> What I'd like is some scheme that lets me issue a
> "now downloading your file" HTML page *and then*
> return the contents of StaticFile like:
>
> ...
>
> But I think this constitutes two replies to one request
> and assumes HTTP keeps request state?
>
> How do Quixote users handle this kind of requirement in
> practice? I can see one way would be to have separate
> URLs for the message and the download and have the
> message HTML do a "refresh" call back to the download
> URL?
>
> Cheers,
>
> Stu
>
Stu,
This (as you observed) isn't really a Quixote specific issue. This would be
somewhat tricky with any web solution I'm familiar with.
Personally, I'd approach it the way you outlined:
.../bar/filename.zip/requisition <-- figures out if it's available, and
either returns 'not available' or returns 'please wait', with a refresh
(doesn't have to be a meta... Qx makes it easy to do the real thing) to the
next url (.../bar/filename.zip) that actually serves the StaticFile.
Something along these lines:
class filenameUI(object):
_q_exports = ['requisition']
def __init__(self, filename):
self.filename = filename
self.can_publish = can_publish(self.filename)
self.stage = ""
def requisition(self, request):
if self.can_publish:
url = "../%s" % url_quote(self.filename)
# That may need to be a full qualified url... I don't remember.
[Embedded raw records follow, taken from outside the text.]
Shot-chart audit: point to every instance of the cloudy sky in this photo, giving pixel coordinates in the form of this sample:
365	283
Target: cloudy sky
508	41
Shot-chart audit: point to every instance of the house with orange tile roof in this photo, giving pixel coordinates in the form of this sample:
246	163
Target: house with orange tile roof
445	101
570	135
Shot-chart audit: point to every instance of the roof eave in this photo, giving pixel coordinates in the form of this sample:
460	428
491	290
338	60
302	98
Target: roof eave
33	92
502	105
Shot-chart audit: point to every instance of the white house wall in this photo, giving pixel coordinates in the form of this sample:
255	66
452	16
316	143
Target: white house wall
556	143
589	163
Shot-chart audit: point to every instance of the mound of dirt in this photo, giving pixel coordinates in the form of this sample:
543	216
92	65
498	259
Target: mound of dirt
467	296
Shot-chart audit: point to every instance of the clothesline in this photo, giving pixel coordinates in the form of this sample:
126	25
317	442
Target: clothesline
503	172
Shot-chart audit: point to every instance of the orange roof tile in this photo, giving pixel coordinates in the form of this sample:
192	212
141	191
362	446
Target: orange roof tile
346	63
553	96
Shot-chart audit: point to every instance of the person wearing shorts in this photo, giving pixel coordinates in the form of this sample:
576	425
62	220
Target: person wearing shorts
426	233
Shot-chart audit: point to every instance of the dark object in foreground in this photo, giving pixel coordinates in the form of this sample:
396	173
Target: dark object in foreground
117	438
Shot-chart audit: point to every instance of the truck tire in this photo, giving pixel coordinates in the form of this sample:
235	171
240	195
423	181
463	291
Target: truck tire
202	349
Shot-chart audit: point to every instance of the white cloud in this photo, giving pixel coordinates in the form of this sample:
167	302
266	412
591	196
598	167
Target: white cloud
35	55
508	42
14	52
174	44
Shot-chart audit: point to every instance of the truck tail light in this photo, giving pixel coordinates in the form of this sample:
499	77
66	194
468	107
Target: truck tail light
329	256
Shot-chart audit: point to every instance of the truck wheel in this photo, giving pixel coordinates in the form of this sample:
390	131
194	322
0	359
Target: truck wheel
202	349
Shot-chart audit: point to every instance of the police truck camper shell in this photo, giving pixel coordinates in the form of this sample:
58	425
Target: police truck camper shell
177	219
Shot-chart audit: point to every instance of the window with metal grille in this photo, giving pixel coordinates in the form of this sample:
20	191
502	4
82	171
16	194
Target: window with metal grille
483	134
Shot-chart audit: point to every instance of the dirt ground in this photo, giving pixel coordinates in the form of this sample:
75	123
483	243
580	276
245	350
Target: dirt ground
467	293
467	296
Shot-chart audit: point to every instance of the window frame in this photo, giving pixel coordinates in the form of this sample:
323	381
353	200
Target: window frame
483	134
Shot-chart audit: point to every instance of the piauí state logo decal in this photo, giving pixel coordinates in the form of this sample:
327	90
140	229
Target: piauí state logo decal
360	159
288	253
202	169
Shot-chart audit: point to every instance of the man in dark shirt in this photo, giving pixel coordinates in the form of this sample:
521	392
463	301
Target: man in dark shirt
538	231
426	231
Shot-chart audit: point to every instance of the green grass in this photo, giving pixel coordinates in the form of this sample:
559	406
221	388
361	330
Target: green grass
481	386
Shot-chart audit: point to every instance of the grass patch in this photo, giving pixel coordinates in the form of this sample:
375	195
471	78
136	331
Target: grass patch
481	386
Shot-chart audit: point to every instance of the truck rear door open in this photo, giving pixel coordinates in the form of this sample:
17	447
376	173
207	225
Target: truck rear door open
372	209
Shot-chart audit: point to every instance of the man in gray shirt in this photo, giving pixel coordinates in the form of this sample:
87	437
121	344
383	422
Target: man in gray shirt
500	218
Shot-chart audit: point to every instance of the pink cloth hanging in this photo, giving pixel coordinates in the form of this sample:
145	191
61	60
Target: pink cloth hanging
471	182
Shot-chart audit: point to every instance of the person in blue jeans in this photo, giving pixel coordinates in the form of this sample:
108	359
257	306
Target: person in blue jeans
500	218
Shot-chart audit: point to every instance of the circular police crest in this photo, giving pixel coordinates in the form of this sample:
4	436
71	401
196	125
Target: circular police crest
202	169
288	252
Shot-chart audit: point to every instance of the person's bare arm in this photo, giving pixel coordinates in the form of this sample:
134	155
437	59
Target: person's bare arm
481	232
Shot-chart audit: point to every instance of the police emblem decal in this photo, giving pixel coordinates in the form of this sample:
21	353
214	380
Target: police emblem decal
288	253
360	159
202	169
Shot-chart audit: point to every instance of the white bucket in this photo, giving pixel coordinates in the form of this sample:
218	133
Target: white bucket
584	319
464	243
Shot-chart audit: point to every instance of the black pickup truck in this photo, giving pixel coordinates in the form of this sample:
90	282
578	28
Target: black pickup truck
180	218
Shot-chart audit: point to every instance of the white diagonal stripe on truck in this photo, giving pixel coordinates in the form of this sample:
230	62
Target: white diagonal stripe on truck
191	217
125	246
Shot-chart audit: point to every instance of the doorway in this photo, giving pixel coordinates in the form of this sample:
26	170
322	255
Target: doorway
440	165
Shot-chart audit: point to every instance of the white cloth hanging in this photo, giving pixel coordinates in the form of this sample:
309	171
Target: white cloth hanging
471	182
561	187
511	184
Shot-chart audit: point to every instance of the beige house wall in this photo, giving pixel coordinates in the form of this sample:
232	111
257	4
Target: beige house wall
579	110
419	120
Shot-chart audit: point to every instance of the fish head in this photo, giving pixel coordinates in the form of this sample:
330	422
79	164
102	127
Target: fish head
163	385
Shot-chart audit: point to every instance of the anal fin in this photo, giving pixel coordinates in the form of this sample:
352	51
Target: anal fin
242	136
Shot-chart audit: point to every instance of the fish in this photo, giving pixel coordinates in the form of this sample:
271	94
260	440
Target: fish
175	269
# What we're looking for is ".../bar/filename.zip"
request.response.set_header('refresh','5,url=' + url)
return """Your file will be transmitted momentarily...
If it doesn't start, please click
here.""" % url
else:
return "Sorry, that file not available"
def _q_index(self, request):
if self.can_publish:
the_file = StaticFile(self.filename)
return the_file(request)
else:
return "Sorry, that file not available"
__call__ = _q_index
That said, some browsers can deal with documents being sent in a fragmented
form that is spread out over time, but, a) Qx isn't put together in a way
that would accomodate this easily, if at all (it requires that the server be
able to send 'part' of a reply, then sit on it's thumbs for a time, then
send some more, than sit on it's thumbs... etc until complete. Qx is
designed around the idea that the reply isn't sent until the whole reply is
ready. Further, I doubt you could change the content-type in the middle of
the reply even with a browser that would honor this 'trick'. But am not
sure about that. This trick could be used to provide a choppy form of
animation... Sorta like a slide show. I've never tried it personally, but
saw a demo in something once... I think it was the jsp engine that was
installed with Oracle, but even that's fuzzy.